Contributo para a construção de uma rede colaborativa – A educação do cidadão recluso para a cidadania democrática e para os direitos humanos
Dora São Marcos Parada
Ficha do projeto
Proponente:
Dora São Marcos Parada
Entidade:
Área de Tratamento Prisional e Prestação de Cuidados de Saúde – Estabelecimento Prisional de Coimbra
Título/tema:
Contributo para a construção de uma rede colaborativa – A educação do cidadão recluso para a cidadania democrática e para os direitos humanos
Resumo:
Desenvolvido desde 2023 no Estabelecimento Prisional de Coimbra, no âmbito da Rede de Embaixadores para a Promoção dos Direitos Humanos na Administração Pública, o projeto visa promover a educação para a cidadania democrática e para os direitos humanos junto da população reclusa, valorizando a dignificação deste tema de per si e enquanto parte integrante de um processo de preparação para a liberdade.
Assente nos princípios do Conselho da Europa em matéria de Educação para a Cidadania Democrática e Educação para os Direitos Humanos, o projeto caracteriza-se pela sua sustentabilidade e continuidade (em curso desde 2023), adotando uma abordagem integrada e transversal que articula os domínios do ensino formal, não formal e informal, bem como a educação pelos pares, através da mobilização de recursos internos e comunitários.
A metodologia adotada baseia-se no desenvolvimento de “temas-mãe”, selecionados a partir de referenciais de competências base e considerados indicados para o perfil do cidadão recluso, permitindo uma abordagem progressiva e contextualizada.
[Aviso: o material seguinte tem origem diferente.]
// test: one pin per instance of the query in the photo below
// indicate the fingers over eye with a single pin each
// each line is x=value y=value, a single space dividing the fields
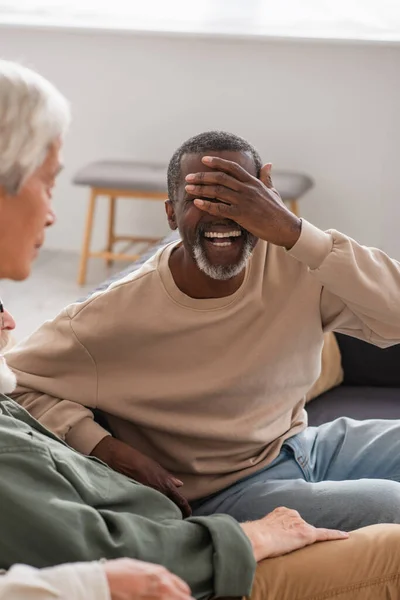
x=214 y=178
x=227 y=166
x=215 y=208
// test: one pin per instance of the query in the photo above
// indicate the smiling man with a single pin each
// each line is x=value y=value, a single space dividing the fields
x=201 y=360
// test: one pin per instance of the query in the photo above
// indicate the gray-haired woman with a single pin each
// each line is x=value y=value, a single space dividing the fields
x=220 y=557
x=34 y=117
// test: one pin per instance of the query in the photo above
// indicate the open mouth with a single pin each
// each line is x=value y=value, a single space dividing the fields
x=223 y=239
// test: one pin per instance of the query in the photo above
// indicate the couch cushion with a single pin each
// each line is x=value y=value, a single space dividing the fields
x=356 y=402
x=365 y=364
x=331 y=368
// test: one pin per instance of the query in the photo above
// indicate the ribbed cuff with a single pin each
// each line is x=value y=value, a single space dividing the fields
x=85 y=435
x=313 y=246
x=234 y=562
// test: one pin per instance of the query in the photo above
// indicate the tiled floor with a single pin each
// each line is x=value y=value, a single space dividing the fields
x=51 y=286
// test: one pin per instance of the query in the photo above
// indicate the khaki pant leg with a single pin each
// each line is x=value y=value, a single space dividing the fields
x=364 y=567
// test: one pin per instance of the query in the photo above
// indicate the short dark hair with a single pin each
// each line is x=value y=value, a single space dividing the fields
x=202 y=143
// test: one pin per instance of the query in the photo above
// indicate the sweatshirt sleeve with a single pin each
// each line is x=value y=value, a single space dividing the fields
x=81 y=581
x=360 y=285
x=56 y=526
x=57 y=382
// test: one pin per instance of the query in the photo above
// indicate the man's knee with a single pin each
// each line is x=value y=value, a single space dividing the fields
x=364 y=567
x=378 y=503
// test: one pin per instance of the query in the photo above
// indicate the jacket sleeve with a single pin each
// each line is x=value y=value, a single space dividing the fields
x=53 y=525
x=82 y=581
x=360 y=285
x=57 y=382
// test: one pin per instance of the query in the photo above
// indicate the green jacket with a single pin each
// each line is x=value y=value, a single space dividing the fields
x=57 y=506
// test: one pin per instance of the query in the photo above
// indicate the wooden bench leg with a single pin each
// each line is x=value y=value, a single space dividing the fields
x=111 y=223
x=87 y=236
x=294 y=207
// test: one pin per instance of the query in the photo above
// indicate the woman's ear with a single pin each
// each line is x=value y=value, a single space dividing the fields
x=169 y=209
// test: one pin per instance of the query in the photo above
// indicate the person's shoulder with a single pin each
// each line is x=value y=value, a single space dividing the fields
x=135 y=283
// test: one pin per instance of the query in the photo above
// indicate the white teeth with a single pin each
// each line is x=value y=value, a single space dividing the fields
x=211 y=234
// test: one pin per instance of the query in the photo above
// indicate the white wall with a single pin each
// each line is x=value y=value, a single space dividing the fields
x=329 y=110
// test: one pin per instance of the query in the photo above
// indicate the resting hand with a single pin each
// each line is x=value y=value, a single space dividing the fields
x=252 y=203
x=126 y=460
x=284 y=531
x=130 y=579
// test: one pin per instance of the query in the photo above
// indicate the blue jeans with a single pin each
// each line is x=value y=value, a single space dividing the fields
x=342 y=475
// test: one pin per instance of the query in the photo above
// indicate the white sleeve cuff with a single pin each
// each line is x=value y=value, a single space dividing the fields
x=79 y=581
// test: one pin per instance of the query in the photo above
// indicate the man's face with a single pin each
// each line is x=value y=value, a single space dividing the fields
x=7 y=377
x=220 y=247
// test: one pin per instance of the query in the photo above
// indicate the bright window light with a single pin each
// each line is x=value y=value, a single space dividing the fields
x=337 y=19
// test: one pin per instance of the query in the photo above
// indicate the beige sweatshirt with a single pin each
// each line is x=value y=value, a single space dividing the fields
x=209 y=388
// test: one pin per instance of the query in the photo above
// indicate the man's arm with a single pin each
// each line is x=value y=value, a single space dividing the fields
x=53 y=525
x=361 y=286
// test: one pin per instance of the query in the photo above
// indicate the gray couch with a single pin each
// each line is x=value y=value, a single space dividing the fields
x=371 y=386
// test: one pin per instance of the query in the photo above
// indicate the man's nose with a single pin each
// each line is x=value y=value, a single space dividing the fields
x=8 y=322
x=51 y=218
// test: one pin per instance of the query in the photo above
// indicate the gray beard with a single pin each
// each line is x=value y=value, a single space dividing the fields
x=8 y=381
x=221 y=272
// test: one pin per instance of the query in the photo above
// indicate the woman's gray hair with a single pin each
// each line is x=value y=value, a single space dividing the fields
x=33 y=115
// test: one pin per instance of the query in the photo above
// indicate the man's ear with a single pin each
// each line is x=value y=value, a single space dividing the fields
x=169 y=209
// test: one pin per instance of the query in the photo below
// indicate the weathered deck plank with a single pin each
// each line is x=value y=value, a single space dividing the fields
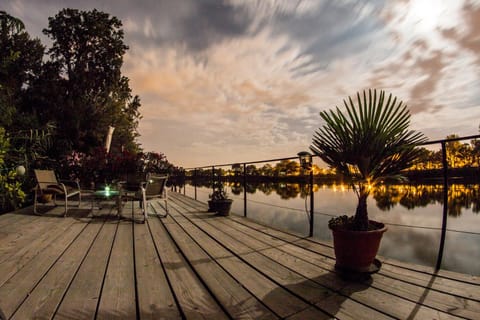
x=237 y=301
x=16 y=289
x=194 y=300
x=195 y=265
x=81 y=299
x=154 y=295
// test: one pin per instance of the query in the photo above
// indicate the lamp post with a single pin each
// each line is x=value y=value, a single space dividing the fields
x=305 y=159
x=20 y=170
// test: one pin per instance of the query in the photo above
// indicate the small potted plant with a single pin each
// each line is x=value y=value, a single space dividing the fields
x=219 y=201
x=368 y=144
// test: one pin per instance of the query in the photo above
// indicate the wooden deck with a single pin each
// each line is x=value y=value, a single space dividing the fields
x=195 y=265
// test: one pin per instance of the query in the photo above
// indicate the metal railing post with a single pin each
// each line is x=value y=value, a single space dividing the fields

Esta opção tem contribuído para o reforço da consciência cívica, da participação ativa e da dignidade da pessoa reclusa, valorizando a cidadania democrática e os direitos humanos enquanto fins em si mesmos e enquanto instrumentos de empoderamento.
No seu terceiro ano de implementação (2025), mantendo o princípio orientador (Carta ECD/EDH) e a metodologia inicial, o projeto construiu-se no sentido da promoção da cidadania democrática e dos direitos humanos junto de um grupo-alvo específico, sinalizado como como apresentando uma vulnerabilidade diferenciadora: o recluso sénior. Sob o subtítulo “Recluso Sénior e Cidadania”, esta fase do projeto procurou desenvolver um processo de empoderamento inclusivo para o recluso idoso, tendo em conta “A Década do Envelhecimento Saudável (2021–2030)” e o “Plano de Ação Internacional de Madrid sobre o Envelhecimento (PAIME)”, aprovado em 2002 na Segunda Assembleia Mundial sobre o Envelhecimento.
Edição/Estado do Projeto:
1.ª/ 2.ª edição – Em curso e Relatório entregue em 2024
Distrito:
Coimbra
Objetivos:
Desenvolvimento de um conjunto de ações com vista a:
- Promover, junto do cidadão recluso, uma maior consciência e conhecimento sobre os Direitos Humanos.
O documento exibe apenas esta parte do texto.